The mythical belief that we can define good for ourselves and then do it on our own has always been sin’s big draw. Sinners convince themselves that right is wrong—preaching the gospel is intolerant—and wrong is right—all religions are good. Then, they proceed to act upon their perceptions with absolute certainty that they are justified in their actions. It is this attempted usurpation of God’s place as the lone arbiter of good and evil and the sole source of all good that serves as the very essence of all sin; it is also the reason God threw Lucifer out of Heaven and Adam and Eve out of the Garden of Eden.
 
Such foolhardiness on the sinner’s part is disproved by our Savior’s insistence that “there is none good but...God” (Mark 10:18). Since God alone is good and there is no good apart from God, what hope is there of us doing anything good independent of God?

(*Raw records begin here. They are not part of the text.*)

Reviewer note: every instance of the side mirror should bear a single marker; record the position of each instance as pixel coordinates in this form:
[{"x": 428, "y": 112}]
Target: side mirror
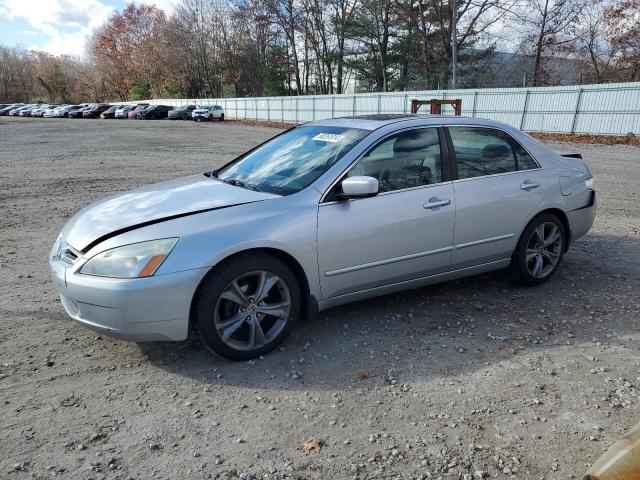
[{"x": 359, "y": 187}]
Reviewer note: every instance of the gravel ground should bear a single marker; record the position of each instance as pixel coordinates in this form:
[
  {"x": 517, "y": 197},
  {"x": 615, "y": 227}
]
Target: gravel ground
[{"x": 469, "y": 379}]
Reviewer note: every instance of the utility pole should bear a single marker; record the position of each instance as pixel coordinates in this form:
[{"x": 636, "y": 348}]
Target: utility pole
[{"x": 454, "y": 43}]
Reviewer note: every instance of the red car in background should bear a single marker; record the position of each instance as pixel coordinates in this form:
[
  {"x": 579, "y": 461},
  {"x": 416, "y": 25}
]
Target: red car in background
[
  {"x": 95, "y": 111},
  {"x": 135, "y": 113}
]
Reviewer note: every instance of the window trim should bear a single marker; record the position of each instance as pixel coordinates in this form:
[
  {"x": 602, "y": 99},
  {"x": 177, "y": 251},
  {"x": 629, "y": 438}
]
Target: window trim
[
  {"x": 447, "y": 174},
  {"x": 454, "y": 162}
]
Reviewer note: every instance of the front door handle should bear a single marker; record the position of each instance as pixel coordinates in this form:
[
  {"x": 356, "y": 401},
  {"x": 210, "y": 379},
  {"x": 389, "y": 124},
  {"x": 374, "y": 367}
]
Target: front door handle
[
  {"x": 435, "y": 202},
  {"x": 529, "y": 185}
]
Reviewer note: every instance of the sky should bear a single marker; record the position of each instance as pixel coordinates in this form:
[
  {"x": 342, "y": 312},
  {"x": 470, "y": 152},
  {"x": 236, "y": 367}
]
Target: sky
[{"x": 60, "y": 27}]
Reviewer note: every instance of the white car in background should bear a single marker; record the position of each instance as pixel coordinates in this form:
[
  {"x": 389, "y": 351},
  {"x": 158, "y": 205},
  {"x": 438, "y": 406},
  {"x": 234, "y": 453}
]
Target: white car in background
[
  {"x": 57, "y": 112},
  {"x": 208, "y": 112},
  {"x": 123, "y": 111}
]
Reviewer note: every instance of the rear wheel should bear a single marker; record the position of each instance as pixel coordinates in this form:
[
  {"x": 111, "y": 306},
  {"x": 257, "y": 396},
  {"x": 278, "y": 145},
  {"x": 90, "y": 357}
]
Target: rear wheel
[
  {"x": 247, "y": 306},
  {"x": 539, "y": 250}
]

Perhaps, sin is best defined as independence from God. As the Apostle Paul put it, “Whatsoever is not of faith is sin” (Romans 14:23). Whatever is done by us in self-reliance is no good, no matter how highly we think of it or how hard we worked to accomplish it. Only what is done by God through us as we rely upon Him will stand the test of time and eternity. All the other fruits of our labor should have never been picked by us in the first place!